Plus One[E,Array,Math]

https://leetcode.com/problems/plus-one/description/

You are given a large integer represented as an integer array digits, where each digits[i] is the ith digit of the integer. The digits are ordered from most significant to least significant in left-to-right order. The large integer does not contain any leading 0's.

Increment the large integer by one and return the resulting array of digits.

 

Example 1:

Input: digits = [1,2,3]
Output: [1,2,4]
Explanation: The array represents the integer 123.
Incrementing by one gives 123 + 1 = 124.
Thus, the result should be [1,2,4].

Example 2:

Input: digits = [4,3,2,1]
Output: [4,3,2,2]
Explanation: The array represents the integer 4321.
Incrementing by one gives 4321 + 1 = 4322.
Thus, the result should be [4,3,2,2].

Example 3:

Input: digits = [9]
Output: [1,0]
Explanation: The array represents the integer 9.
Incrementing by one gives 9 + 1 = 10.
Thus, the result should be [1,0].

 

Constraints:

• 1 <= digits.length <= 100
• 0 <= digits[i] <= 9
• digits does not contain any leading 0's.

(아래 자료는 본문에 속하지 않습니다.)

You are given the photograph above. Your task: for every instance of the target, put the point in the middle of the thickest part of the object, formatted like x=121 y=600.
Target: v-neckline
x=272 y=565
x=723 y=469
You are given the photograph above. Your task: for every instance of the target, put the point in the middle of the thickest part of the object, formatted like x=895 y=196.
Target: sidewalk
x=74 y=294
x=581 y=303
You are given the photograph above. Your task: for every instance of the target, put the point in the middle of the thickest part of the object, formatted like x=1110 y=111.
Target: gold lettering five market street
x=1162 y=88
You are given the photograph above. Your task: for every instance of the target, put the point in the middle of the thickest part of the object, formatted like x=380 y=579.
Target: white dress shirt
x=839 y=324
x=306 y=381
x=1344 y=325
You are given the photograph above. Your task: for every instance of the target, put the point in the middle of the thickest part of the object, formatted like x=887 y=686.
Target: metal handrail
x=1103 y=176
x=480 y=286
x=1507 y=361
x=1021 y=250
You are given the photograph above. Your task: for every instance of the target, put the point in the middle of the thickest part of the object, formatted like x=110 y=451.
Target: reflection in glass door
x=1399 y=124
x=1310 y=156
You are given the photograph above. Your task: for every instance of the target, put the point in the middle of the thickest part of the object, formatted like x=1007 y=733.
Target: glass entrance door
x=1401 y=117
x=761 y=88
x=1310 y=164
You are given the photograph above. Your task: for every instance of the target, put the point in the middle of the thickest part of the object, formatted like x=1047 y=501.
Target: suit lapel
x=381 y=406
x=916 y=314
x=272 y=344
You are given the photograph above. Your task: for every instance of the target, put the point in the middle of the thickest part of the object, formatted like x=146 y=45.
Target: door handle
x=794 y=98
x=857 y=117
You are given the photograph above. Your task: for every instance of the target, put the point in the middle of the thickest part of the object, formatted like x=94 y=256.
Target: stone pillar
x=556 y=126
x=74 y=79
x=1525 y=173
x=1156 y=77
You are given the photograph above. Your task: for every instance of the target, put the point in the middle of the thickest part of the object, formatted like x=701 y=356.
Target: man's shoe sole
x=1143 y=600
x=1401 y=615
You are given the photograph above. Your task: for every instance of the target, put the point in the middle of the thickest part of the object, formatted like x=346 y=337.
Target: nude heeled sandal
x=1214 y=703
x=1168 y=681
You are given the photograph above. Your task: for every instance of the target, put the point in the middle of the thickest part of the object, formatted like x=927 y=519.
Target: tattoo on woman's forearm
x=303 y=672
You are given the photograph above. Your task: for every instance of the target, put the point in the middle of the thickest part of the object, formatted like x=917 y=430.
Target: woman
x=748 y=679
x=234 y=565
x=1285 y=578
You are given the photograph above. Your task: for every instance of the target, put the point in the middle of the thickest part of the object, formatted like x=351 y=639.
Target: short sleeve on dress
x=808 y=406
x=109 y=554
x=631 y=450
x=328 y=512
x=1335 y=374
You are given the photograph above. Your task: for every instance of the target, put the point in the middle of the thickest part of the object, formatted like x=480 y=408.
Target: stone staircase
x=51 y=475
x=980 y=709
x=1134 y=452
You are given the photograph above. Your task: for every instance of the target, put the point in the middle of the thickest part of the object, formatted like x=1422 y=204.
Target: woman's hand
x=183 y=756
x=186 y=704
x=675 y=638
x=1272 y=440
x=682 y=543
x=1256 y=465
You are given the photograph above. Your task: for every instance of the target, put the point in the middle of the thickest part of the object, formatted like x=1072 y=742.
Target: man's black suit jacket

Easy 난이도라 만만히 보고 들어갔다가 수학때문에 꽤나 고전했다.

생각보다 edge case가 다양했던 문제다.

 

덧셈해서 다음 숫자까지 영향을 받는 경우는 Carry = 1 을 활용허자

 

1. C

/**
 * Note: The returned array must be malloced, assume caller calls free().
 */
int* plusOne(int* digits, int digitsSize, int* returnSize) {
    int* ans = (int*)malloc((digitsSize+1)*sizeof(int));
    int carry = 1;

    for(int i = digitsSize-1;i>=0;i--){
        int sum = carry + digits[i];
        if(sum==10){
            ans[i+1] = 0;
        }else{
            ans[i+1] = sum;
            carry = 0;
        }
    }
    if(carry == 1){
        ans[0] = 1;
        *returnSize = digitsSize+1;
    }else{
        for(int i=0;i<digitsSize;i++){
            ans[i] = ans[i+1];
        }
        *returnSize = digitsSize;}
    return ans;
}

 

2. C++

class Solution {
public:
    vector<int> plusOne(vector<int>& digits) {
        int c = 1;
        int size = digits.size();
        for(int i=size-1;i>=0;i--){
            int sum = digits[i] + c;
            if(sum==10){
                digits[i] = 0;
            }else{
                digits[i] = sum;
                c = 0;
            }
        }
        if(c==1) digits.insert(digits.begin(),1);
        return digits;
    }
};

 

3. Python

class Solution:
    def plusOne(self, digits: List[int]) -> List[int]:
        cond = False

        for i in range(len(digits)-1,-1,-1):
            if digits[i] !=9 :
                digits[i]+=1
                cond = True
                break
            else:
                digits[i]=0

        if not cond:
            digits = [1] + digits
        return digits